C’est une passion très ancienne. J’ai toujours été féru d’Histoire. J’ai été conduit à m’intéresser à Napoléon, en essayant de comprendre comment la France passait de l’Ancien Régime à la Révolution, puis de la terreur révolutionnaire à l’Empire. J’ai acheté mon premier livre sur cette période à 14 ans. C’était Qu’est-ce que le Tiers État, pamphlet publié par l’Abbé Sieyès en janvier 1789. J’avais déjà le goût des brocantes et des libraires.

Qu’est-ce qui a guidé vos choix ?
Mon ambition a d’abord été d’écrire sur l’ascension et la chute de Napoléon. J’ai publié une épopée napoléonienne aux éditions Perrin : après Les Cent Jours ou l’Esprit de sacrifice (2001) et Le Soleil noir de la puissance (2007), La Chute ou l’Empire impossible, qui raconte la période de 1807 à 1814, verra le jour dans le courant de l’année 2008. Suivra un 4e volume, sur le dernier exil intitulé Sainte-Hélène ou l’éternel retour. Cette collection ne se contente pas du tout d’ouvrages à la gloire de l’empereur, mais contient aussi beaucoup d’ouvrages très critiques. J’ai privilégié les témoignages qui permettent de mieux cerner ce qui s’est passé. Et je me suis aussi attaché à ce qui reflète le parfum et la sensibilité de l’époque. Par exemple, deux almanachs royaux de 1787 sont particulièrement émouvants, évocateurs des tragédies de la période révolutionnaire : celui de Marie-Antoinette et celui de la princesse de Lamballe, surintendante de la reine. Cette dernière a été exécutée et sa tête mise au bout d’une pique a été présentée à Marie-Antoinette alors qu’elle était au Temple.

Vous avez constitué une bibliothèque d’érudition avec une véritable sensibilité de bibliophile.
C’est une bibliothèque de lecture en vue d’écrire sur cette période, mais c’est aussi celle d’un amoureux de l’Histoire. J’ai essayé d’allier à la fois la rareté des provenances ainsi que la qualité et le parcours des exemplaires. J’attache beaucoup d’importance aux personnes qui ont obtenu ces livres avant de les avoir en mains. Je pense, par exemple, à plusieurs ouvrages de la bibliothèque de Talleyrand. Derrière le sujet d’un livre, il y a l’histoire du livre lui-même.
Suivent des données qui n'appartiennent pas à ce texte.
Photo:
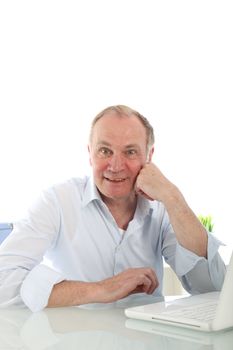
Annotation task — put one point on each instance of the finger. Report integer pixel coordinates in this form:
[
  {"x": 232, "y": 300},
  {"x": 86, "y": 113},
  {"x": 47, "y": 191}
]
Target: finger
[{"x": 154, "y": 280}]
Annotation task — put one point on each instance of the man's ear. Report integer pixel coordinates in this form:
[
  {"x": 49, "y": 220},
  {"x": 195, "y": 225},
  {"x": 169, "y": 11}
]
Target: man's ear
[
  {"x": 89, "y": 151},
  {"x": 150, "y": 154}
]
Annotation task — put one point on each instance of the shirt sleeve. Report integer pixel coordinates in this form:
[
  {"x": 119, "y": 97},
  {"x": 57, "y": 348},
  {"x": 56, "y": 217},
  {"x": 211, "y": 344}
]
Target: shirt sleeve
[
  {"x": 198, "y": 274},
  {"x": 24, "y": 280},
  {"x": 37, "y": 286}
]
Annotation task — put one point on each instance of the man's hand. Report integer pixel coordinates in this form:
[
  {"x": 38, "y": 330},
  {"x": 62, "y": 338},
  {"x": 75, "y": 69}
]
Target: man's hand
[
  {"x": 152, "y": 184},
  {"x": 130, "y": 281}
]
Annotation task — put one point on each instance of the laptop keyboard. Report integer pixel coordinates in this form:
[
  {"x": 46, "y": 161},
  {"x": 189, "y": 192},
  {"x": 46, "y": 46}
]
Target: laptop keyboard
[{"x": 202, "y": 312}]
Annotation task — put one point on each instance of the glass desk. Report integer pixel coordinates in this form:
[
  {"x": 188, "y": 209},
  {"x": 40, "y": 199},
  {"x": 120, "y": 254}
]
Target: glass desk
[{"x": 102, "y": 327}]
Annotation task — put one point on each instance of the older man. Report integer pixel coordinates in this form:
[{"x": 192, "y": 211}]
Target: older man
[{"x": 102, "y": 238}]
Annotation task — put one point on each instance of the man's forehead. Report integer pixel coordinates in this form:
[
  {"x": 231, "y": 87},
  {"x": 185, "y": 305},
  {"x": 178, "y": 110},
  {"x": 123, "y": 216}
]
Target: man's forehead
[{"x": 110, "y": 144}]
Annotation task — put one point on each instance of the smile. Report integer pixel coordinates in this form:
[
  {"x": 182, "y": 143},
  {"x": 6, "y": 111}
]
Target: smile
[{"x": 115, "y": 180}]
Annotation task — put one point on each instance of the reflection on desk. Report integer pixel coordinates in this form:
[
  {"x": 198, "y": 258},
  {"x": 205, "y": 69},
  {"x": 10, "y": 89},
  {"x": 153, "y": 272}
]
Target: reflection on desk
[{"x": 99, "y": 327}]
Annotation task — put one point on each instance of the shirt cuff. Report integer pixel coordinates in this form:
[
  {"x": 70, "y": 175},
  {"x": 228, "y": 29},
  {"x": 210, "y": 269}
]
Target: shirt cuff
[
  {"x": 187, "y": 260},
  {"x": 37, "y": 286}
]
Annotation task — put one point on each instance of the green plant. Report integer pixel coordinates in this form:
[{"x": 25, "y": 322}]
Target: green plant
[{"x": 207, "y": 222}]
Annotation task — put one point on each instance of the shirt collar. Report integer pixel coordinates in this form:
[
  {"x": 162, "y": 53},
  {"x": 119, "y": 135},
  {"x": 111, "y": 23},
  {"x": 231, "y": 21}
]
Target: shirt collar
[{"x": 90, "y": 192}]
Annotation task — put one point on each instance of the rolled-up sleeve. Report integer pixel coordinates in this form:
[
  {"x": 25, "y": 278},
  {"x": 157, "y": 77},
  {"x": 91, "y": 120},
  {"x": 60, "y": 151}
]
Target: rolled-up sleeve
[
  {"x": 37, "y": 286},
  {"x": 24, "y": 280},
  {"x": 198, "y": 274}
]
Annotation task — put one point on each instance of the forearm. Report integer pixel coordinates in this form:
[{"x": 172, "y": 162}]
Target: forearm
[
  {"x": 188, "y": 230},
  {"x": 130, "y": 281},
  {"x": 70, "y": 293}
]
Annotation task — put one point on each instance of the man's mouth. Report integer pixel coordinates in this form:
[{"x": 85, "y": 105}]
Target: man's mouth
[{"x": 115, "y": 180}]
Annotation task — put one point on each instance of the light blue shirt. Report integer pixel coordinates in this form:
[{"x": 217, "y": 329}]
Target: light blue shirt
[{"x": 70, "y": 234}]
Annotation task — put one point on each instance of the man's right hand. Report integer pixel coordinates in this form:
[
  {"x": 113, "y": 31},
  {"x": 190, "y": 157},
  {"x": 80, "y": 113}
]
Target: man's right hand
[{"x": 130, "y": 281}]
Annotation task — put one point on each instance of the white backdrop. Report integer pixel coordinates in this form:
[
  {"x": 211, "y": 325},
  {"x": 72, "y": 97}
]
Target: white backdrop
[{"x": 61, "y": 62}]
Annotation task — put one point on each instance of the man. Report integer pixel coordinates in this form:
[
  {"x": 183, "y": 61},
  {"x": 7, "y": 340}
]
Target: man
[{"x": 103, "y": 238}]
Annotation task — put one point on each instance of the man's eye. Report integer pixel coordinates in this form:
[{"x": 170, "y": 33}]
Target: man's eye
[
  {"x": 104, "y": 152},
  {"x": 131, "y": 153}
]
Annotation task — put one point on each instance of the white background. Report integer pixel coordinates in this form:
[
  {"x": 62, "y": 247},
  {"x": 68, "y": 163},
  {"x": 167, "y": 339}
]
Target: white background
[{"x": 61, "y": 62}]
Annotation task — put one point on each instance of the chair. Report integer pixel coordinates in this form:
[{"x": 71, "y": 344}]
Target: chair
[{"x": 5, "y": 230}]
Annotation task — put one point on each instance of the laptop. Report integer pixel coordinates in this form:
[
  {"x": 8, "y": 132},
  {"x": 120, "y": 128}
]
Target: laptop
[
  {"x": 177, "y": 338},
  {"x": 206, "y": 312}
]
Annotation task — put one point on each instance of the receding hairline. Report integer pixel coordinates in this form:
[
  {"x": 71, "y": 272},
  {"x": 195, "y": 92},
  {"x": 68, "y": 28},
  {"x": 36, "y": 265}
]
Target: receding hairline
[{"x": 125, "y": 111}]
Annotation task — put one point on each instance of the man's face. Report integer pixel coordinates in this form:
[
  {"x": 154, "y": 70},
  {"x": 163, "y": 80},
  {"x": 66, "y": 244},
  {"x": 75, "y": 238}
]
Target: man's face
[{"x": 117, "y": 153}]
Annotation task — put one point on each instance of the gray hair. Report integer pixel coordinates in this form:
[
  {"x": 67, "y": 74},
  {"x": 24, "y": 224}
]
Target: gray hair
[{"x": 127, "y": 111}]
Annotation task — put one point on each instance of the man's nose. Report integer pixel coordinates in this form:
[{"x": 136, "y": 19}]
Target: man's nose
[{"x": 116, "y": 163}]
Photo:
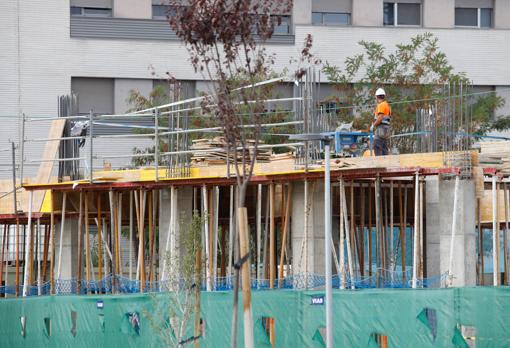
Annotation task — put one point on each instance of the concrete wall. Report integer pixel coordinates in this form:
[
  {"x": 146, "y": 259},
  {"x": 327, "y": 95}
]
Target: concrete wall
[
  {"x": 49, "y": 57},
  {"x": 302, "y": 12},
  {"x": 439, "y": 210},
  {"x": 315, "y": 240},
  {"x": 69, "y": 264},
  {"x": 93, "y": 94},
  {"x": 502, "y": 14},
  {"x": 367, "y": 13},
  {"x": 122, "y": 87},
  {"x": 474, "y": 3},
  {"x": 184, "y": 214},
  {"x": 132, "y": 8},
  {"x": 92, "y": 3},
  {"x": 344, "y": 6},
  {"x": 504, "y": 92},
  {"x": 439, "y": 13}
]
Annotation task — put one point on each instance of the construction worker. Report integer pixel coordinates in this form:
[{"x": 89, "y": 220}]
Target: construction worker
[{"x": 381, "y": 125}]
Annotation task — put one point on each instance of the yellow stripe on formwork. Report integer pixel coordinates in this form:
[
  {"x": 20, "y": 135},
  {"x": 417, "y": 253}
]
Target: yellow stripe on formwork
[{"x": 46, "y": 205}]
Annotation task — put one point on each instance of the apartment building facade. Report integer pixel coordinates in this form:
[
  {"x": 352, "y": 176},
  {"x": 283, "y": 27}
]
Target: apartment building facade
[{"x": 102, "y": 49}]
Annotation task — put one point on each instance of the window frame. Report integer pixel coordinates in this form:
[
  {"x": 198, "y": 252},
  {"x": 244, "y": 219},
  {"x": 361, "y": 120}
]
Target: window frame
[
  {"x": 478, "y": 18},
  {"x": 322, "y": 23},
  {"x": 83, "y": 14},
  {"x": 395, "y": 15},
  {"x": 158, "y": 18}
]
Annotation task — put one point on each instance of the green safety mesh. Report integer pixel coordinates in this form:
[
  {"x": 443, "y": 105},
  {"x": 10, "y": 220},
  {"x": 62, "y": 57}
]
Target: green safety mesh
[{"x": 409, "y": 318}]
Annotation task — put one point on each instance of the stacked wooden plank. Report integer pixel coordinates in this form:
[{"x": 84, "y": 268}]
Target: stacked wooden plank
[
  {"x": 495, "y": 154},
  {"x": 212, "y": 151}
]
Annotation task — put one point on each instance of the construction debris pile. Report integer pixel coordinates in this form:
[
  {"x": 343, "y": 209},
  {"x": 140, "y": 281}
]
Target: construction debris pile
[{"x": 213, "y": 151}]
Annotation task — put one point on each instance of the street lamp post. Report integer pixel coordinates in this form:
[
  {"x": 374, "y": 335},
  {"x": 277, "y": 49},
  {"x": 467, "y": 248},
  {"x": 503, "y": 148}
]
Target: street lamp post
[{"x": 325, "y": 139}]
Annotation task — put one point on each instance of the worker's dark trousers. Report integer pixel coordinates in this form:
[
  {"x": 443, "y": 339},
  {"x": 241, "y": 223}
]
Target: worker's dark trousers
[{"x": 380, "y": 146}]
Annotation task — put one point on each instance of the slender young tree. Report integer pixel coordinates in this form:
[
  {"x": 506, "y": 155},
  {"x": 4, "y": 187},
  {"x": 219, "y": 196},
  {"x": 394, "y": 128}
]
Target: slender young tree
[{"x": 225, "y": 40}]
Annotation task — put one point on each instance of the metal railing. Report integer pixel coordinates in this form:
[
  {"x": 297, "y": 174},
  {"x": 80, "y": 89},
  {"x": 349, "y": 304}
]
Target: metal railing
[{"x": 176, "y": 155}]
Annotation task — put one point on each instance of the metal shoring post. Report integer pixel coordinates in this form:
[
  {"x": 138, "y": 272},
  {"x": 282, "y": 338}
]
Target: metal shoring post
[
  {"x": 327, "y": 246},
  {"x": 22, "y": 147},
  {"x": 156, "y": 146},
  {"x": 91, "y": 147}
]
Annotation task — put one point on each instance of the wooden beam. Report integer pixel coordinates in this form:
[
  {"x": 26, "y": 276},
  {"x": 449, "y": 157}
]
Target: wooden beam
[
  {"x": 151, "y": 234},
  {"x": 505, "y": 235},
  {"x": 370, "y": 199},
  {"x": 17, "y": 254},
  {"x": 244, "y": 248},
  {"x": 52, "y": 233},
  {"x": 205, "y": 211},
  {"x": 45, "y": 251},
  {"x": 87, "y": 242},
  {"x": 3, "y": 253},
  {"x": 402, "y": 231},
  {"x": 6, "y": 260},
  {"x": 259, "y": 231},
  {"x": 99, "y": 238},
  {"x": 131, "y": 224},
  {"x": 362, "y": 229},
  {"x": 28, "y": 243},
  {"x": 62, "y": 224},
  {"x": 141, "y": 245},
  {"x": 350, "y": 263},
  {"x": 272, "y": 259},
  {"x": 341, "y": 238},
  {"x": 80, "y": 245},
  {"x": 284, "y": 236},
  {"x": 378, "y": 215},
  {"x": 198, "y": 280},
  {"x": 416, "y": 230}
]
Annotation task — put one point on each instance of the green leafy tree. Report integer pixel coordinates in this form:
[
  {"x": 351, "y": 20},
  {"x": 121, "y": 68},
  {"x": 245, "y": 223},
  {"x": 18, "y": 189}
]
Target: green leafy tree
[{"x": 413, "y": 75}]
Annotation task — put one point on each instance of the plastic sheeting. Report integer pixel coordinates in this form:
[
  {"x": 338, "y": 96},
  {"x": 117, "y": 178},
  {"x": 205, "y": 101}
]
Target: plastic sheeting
[{"x": 409, "y": 318}]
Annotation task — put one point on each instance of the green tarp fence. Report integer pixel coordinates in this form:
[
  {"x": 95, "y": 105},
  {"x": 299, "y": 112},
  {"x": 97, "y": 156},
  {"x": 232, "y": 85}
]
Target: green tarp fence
[{"x": 409, "y": 318}]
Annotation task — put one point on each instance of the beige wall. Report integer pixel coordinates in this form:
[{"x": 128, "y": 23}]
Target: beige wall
[
  {"x": 302, "y": 12},
  {"x": 439, "y": 13},
  {"x": 332, "y": 6},
  {"x": 475, "y": 3},
  {"x": 132, "y": 8},
  {"x": 502, "y": 14},
  {"x": 121, "y": 90},
  {"x": 367, "y": 13},
  {"x": 92, "y": 3}
]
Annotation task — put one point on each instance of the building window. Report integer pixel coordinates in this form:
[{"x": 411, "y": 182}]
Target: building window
[
  {"x": 473, "y": 17},
  {"x": 284, "y": 27},
  {"x": 91, "y": 11},
  {"x": 331, "y": 18},
  {"x": 160, "y": 12},
  {"x": 402, "y": 14}
]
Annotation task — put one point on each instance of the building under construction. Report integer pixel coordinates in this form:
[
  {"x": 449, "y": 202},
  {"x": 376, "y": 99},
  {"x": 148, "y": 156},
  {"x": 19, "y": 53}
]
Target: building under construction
[{"x": 435, "y": 218}]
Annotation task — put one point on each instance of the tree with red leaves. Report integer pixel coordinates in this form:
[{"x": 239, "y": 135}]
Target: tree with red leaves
[{"x": 225, "y": 40}]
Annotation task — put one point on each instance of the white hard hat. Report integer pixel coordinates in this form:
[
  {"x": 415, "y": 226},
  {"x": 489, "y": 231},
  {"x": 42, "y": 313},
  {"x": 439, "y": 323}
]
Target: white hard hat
[{"x": 380, "y": 91}]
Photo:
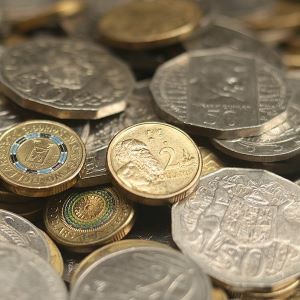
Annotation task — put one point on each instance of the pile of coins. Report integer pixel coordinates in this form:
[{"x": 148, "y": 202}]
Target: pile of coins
[{"x": 149, "y": 149}]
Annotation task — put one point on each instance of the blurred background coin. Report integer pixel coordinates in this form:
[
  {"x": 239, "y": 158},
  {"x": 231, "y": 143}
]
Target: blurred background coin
[
  {"x": 70, "y": 80},
  {"x": 40, "y": 158},
  {"x": 154, "y": 163}
]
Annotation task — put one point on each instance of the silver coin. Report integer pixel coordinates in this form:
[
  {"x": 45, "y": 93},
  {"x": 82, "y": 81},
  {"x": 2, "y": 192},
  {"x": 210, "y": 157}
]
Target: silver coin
[
  {"x": 220, "y": 93},
  {"x": 20, "y": 232},
  {"x": 139, "y": 109},
  {"x": 142, "y": 273},
  {"x": 225, "y": 33},
  {"x": 24, "y": 275},
  {"x": 67, "y": 79},
  {"x": 242, "y": 228},
  {"x": 279, "y": 143}
]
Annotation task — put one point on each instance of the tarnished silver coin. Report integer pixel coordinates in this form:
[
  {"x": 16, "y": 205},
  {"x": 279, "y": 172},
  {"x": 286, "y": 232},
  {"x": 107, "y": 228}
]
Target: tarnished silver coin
[
  {"x": 67, "y": 79},
  {"x": 139, "y": 109},
  {"x": 142, "y": 273},
  {"x": 220, "y": 93},
  {"x": 279, "y": 143},
  {"x": 24, "y": 275},
  {"x": 225, "y": 33},
  {"x": 20, "y": 232},
  {"x": 242, "y": 228}
]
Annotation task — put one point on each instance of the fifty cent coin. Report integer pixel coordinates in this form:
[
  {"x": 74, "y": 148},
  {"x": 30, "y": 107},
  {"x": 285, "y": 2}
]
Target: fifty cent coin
[
  {"x": 154, "y": 163},
  {"x": 83, "y": 221},
  {"x": 143, "y": 273},
  {"x": 241, "y": 227},
  {"x": 67, "y": 79},
  {"x": 40, "y": 158},
  {"x": 148, "y": 24},
  {"x": 220, "y": 93}
]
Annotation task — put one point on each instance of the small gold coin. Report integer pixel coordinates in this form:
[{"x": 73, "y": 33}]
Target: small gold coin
[
  {"x": 56, "y": 259},
  {"x": 82, "y": 221},
  {"x": 154, "y": 163},
  {"x": 40, "y": 158},
  {"x": 111, "y": 248},
  {"x": 146, "y": 24}
]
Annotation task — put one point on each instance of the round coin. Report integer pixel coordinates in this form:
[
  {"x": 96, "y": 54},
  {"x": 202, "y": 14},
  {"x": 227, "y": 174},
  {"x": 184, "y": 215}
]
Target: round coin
[
  {"x": 154, "y": 163},
  {"x": 40, "y": 158},
  {"x": 24, "y": 275},
  {"x": 148, "y": 24},
  {"x": 241, "y": 227},
  {"x": 82, "y": 221},
  {"x": 20, "y": 232},
  {"x": 109, "y": 249},
  {"x": 140, "y": 108},
  {"x": 56, "y": 259},
  {"x": 132, "y": 273},
  {"x": 71, "y": 79},
  {"x": 220, "y": 93},
  {"x": 279, "y": 143}
]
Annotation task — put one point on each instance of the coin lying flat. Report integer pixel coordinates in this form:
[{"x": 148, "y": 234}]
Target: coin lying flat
[
  {"x": 83, "y": 221},
  {"x": 125, "y": 275},
  {"x": 154, "y": 163},
  {"x": 24, "y": 275},
  {"x": 40, "y": 158},
  {"x": 67, "y": 79},
  {"x": 33, "y": 14},
  {"x": 56, "y": 259},
  {"x": 146, "y": 24},
  {"x": 279, "y": 143},
  {"x": 220, "y": 93},
  {"x": 241, "y": 227},
  {"x": 139, "y": 109},
  {"x": 225, "y": 33},
  {"x": 109, "y": 249},
  {"x": 20, "y": 232}
]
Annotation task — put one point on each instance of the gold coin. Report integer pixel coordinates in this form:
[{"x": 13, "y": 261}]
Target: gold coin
[
  {"x": 56, "y": 259},
  {"x": 154, "y": 163},
  {"x": 111, "y": 248},
  {"x": 83, "y": 220},
  {"x": 146, "y": 24},
  {"x": 40, "y": 158},
  {"x": 28, "y": 15}
]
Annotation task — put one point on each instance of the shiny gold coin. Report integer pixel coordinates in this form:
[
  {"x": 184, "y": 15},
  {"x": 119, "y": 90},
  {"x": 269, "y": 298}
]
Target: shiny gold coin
[
  {"x": 145, "y": 24},
  {"x": 40, "y": 158},
  {"x": 154, "y": 163},
  {"x": 284, "y": 293},
  {"x": 30, "y": 14},
  {"x": 56, "y": 259},
  {"x": 111, "y": 248},
  {"x": 84, "y": 220},
  {"x": 285, "y": 14}
]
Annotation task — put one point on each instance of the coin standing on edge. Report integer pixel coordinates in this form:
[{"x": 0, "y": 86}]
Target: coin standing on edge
[
  {"x": 20, "y": 232},
  {"x": 143, "y": 273},
  {"x": 280, "y": 143},
  {"x": 84, "y": 220},
  {"x": 241, "y": 227},
  {"x": 65, "y": 78},
  {"x": 139, "y": 109},
  {"x": 154, "y": 163},
  {"x": 149, "y": 24},
  {"x": 220, "y": 93},
  {"x": 24, "y": 274},
  {"x": 40, "y": 158}
]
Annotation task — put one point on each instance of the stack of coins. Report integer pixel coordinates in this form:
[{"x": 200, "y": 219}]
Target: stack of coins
[{"x": 149, "y": 149}]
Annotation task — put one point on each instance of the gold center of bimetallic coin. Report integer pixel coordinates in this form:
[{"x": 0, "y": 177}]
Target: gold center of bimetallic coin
[
  {"x": 88, "y": 207},
  {"x": 40, "y": 153}
]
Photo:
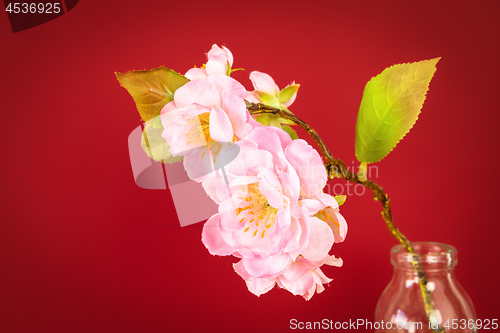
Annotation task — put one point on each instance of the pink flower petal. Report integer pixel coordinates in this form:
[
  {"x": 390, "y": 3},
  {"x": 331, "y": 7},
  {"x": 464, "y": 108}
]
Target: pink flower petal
[
  {"x": 264, "y": 83},
  {"x": 312, "y": 205},
  {"x": 299, "y": 286},
  {"x": 309, "y": 167},
  {"x": 339, "y": 227},
  {"x": 260, "y": 286},
  {"x": 228, "y": 85},
  {"x": 270, "y": 187},
  {"x": 320, "y": 242},
  {"x": 267, "y": 268},
  {"x": 203, "y": 92},
  {"x": 196, "y": 74},
  {"x": 212, "y": 239},
  {"x": 221, "y": 129}
]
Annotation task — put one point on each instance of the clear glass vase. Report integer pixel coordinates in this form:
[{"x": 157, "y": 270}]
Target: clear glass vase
[{"x": 401, "y": 303}]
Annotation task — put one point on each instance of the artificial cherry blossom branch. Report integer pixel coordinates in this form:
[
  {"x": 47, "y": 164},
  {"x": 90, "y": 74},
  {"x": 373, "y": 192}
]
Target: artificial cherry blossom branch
[{"x": 336, "y": 168}]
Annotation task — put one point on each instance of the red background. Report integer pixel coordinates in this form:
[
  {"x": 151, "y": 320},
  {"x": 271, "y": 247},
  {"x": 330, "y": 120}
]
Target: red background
[{"x": 83, "y": 249}]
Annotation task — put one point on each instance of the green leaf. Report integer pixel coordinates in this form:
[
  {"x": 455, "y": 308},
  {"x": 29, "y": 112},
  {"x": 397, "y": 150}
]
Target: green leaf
[
  {"x": 269, "y": 99},
  {"x": 152, "y": 89},
  {"x": 390, "y": 107},
  {"x": 290, "y": 131},
  {"x": 155, "y": 146},
  {"x": 340, "y": 199},
  {"x": 287, "y": 93}
]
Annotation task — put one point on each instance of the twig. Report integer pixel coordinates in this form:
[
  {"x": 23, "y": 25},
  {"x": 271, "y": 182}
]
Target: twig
[{"x": 336, "y": 168}]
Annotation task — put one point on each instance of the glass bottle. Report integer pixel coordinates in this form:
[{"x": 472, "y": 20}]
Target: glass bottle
[{"x": 401, "y": 308}]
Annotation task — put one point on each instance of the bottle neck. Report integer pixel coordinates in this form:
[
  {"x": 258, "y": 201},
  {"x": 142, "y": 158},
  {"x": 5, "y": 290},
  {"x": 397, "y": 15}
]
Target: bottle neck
[{"x": 436, "y": 258}]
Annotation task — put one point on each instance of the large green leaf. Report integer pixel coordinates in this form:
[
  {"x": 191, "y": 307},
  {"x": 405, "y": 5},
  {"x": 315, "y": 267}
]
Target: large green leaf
[
  {"x": 390, "y": 107},
  {"x": 152, "y": 89}
]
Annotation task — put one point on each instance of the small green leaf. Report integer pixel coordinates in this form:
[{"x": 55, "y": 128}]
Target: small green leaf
[
  {"x": 362, "y": 172},
  {"x": 341, "y": 199},
  {"x": 390, "y": 107},
  {"x": 155, "y": 146},
  {"x": 152, "y": 89},
  {"x": 287, "y": 93},
  {"x": 290, "y": 131},
  {"x": 268, "y": 99}
]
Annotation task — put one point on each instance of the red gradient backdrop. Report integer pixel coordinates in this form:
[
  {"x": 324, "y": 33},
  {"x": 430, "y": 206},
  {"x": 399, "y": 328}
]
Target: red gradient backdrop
[{"x": 83, "y": 249}]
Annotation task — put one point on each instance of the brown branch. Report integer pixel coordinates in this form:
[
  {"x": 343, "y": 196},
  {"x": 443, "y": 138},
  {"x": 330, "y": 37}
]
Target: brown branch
[{"x": 336, "y": 168}]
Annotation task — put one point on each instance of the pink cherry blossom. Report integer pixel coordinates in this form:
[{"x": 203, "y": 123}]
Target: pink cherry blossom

Pourquoi vous en séparer aujourd’hui ?
Je m’en sépare sans nostalgie, car je crois avoir été jusqu’au bout de mes recherches. Les livres occupent tellement de place ! Mais je sais que d’autres bibliophiles s’intéresseront de façon privilégiée à cette collection. Ce sont les meilleurs conservateurs des livres : ils en prennent soin, les restaurent quand ils en ont besoin, les gardent dans les meilleures conditions possibles et les enrichissent en leur donnant une histoire supplémentaire.

Quel est votre centre d’intérêt aujourd’hui ?
Je souhaite me consacrer à l’étude et à l’écriture de la période charnière des XVe-XVIe siècles, avec la découverte du nouveau Monde et les grands voyages. J’essaie de comprendre comment l’œil humain s’est ouvert à tout cela avec beaucoup d’appréhension et d’espoir. En terme d’histoire des mentalités, c’est assez proche de ce que nous connaissons aujourd’hui avec la mondialisation. Le monde change à toute vitesse, ce qui passionne et effraie en même temps. Essayer d’imaginer à quoi pourrait ressembler ce monde, anticiper les nouveaux rapports de force, perspectives et possibilités qu’il offre et en même temps se doter des moyens de faire face aux difficultés d’aujourd’hui : ces moments de basculement historique me fascinent.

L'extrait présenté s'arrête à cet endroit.